Contents

How to Calibrate a Monitor
With an i1Display 2

Part 11 - Ambient Light Measurement

Another useful feature of the Eye One Display is its ability to take ambient light measurements which will help those interested in setting up the ideal working environment for colour accuracy.  To a lesser extent it may also affect the settings you choose to calibrate to.

Assuming your Colorimeter is plugged in attach the ‘Ambient Light Head’.  If you examine the ambient light head you will see 3 tabs that need to snap into place. It’s a tight fit so I present the fat end with the two lugs first and gently press everything together. Be careful also when you remove the head not to force it. I release the lugs one by one starting at the fat end (Further info: Removing i1 Display Ambient Light Head ).

Next click the ‘Calibrate’ button as shown below

Calibrate

You should get a message saying ‘Eye One Calibration was successful’ Click the right arrow to continue.
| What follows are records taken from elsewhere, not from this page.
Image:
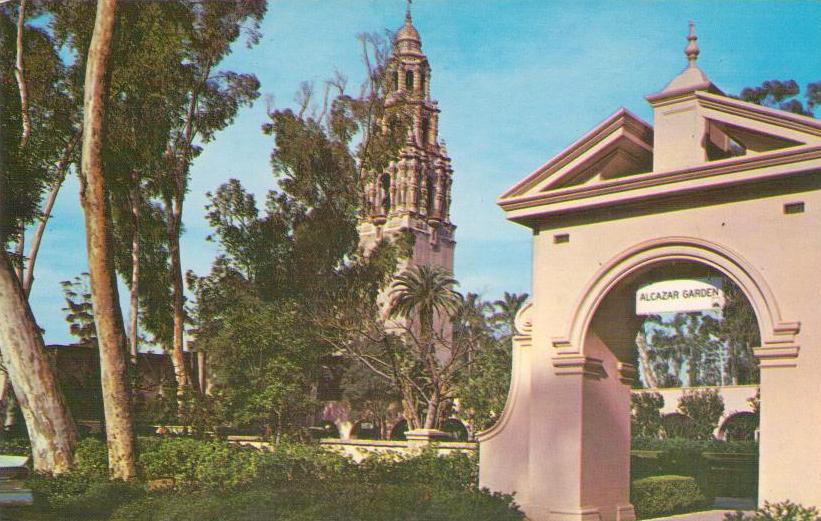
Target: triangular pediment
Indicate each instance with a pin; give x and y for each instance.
(753, 128)
(620, 146)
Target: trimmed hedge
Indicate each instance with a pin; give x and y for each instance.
(214, 480)
(338, 501)
(664, 495)
(720, 468)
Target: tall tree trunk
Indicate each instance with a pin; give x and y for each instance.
(647, 372)
(105, 299)
(177, 301)
(134, 301)
(432, 413)
(34, 249)
(19, 75)
(50, 427)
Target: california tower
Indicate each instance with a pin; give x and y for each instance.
(413, 193)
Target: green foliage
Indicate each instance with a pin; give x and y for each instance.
(783, 511)
(338, 501)
(720, 468)
(663, 495)
(457, 471)
(704, 409)
(15, 446)
(91, 459)
(646, 414)
(29, 169)
(712, 445)
(422, 293)
(215, 481)
(78, 310)
(216, 465)
(782, 95)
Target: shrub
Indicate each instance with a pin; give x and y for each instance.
(785, 511)
(453, 471)
(646, 414)
(197, 464)
(718, 446)
(662, 495)
(341, 501)
(704, 409)
(91, 459)
(216, 465)
(73, 496)
(15, 446)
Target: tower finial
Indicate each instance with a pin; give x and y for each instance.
(692, 51)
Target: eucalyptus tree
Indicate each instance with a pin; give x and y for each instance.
(31, 133)
(96, 208)
(212, 98)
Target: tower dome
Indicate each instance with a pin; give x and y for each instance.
(407, 37)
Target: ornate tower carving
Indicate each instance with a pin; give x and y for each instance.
(413, 193)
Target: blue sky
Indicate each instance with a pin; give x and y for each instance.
(517, 81)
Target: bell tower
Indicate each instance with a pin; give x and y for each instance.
(413, 194)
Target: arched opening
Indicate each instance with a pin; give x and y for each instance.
(398, 431)
(670, 323)
(455, 429)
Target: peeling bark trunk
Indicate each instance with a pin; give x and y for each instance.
(134, 301)
(647, 372)
(20, 76)
(62, 168)
(432, 414)
(50, 427)
(181, 372)
(105, 299)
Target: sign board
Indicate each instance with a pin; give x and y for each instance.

Hold the Eye-One so that the senor is pointing out from your screen (you are measuring the light that falls onto the screen) and click the ‘measure’ button.

Measure

A great result would be around 5000k at 50 Lux. If the measurements at your workspace are outside the green bands shown, then from a colour accuracy point of view your work area is not as ideal as it could be. This doesn't mean you’re doomed to bad results when making colour adjustments on screen but you should be aware of the influences at play.

Illuminance

Illuminance is probably the easiest thing to get right since it's a matter of adding or subtracting lights from your work area.

I have observed that there is a practical relationship between Illuminance (working environment), Luminance (screen) and the lightness/darkness of someone's final images.  Taking our earlier monitor calibration settings of 100 cd/m^2 : If the light around your workstation is relatively bright, your screen will be relatively dim.  Often in this scenario your perception of the lightness or darkness of an image is distorted and you will feel the image is darker than it should be.  Consequently you might lighten it, too much , which will cause a lighter, thinner than expected print. 
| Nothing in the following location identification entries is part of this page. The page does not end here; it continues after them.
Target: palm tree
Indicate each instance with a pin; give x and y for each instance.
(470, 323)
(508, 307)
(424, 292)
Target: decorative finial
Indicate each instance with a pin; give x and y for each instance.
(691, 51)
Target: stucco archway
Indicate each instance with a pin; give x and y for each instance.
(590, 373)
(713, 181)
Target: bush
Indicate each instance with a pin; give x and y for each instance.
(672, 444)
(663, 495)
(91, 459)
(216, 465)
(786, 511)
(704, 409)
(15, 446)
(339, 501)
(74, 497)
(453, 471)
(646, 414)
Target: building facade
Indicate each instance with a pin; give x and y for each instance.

The opposite is often true:  If the surrounding environment is too dim, many people end up darkening their image too much.  This is not the only reason prints turn out too light or dark but, if you are having trouble it is very much an aspect to consider.

There is no single figure that is correct for either monitor Luminance or environment Illuminance. The great thing about being human is that we are all different and this is why we need to tailor these variables to our own needs. Assuming the illuminance measured at you workstation is neither miles too bright nor miles to dim it is quite legitimate to re-calibrate your monitor to a lower or higher Luminance, if you feel it will help YOU get more accurate results.

Colour Temperature

The colour temperature at your workstation has an impact on colour precision.  Say for example your room is lit by ordinary halogen downlights.  The colour temperature is likely to be too warm at around 3400k.  Assuming you have light or neutral coloured walls; they will bath your work station in warm light.  This may influence you into thinking that the images on your screen are a little cooler (more blue) than they actually are which may cause you to warm them up slightly too much.

For colour critical work consider changing your ambient lighting to a D50 lighting solution. The best D50 light bulb is SoLux

Conclusion

It pays to optimize your workstation environment for ultimate colour accuracy.  If you are earning a living from your images this is a relatively small investment that will pay for itself, through the improved quality of your final images.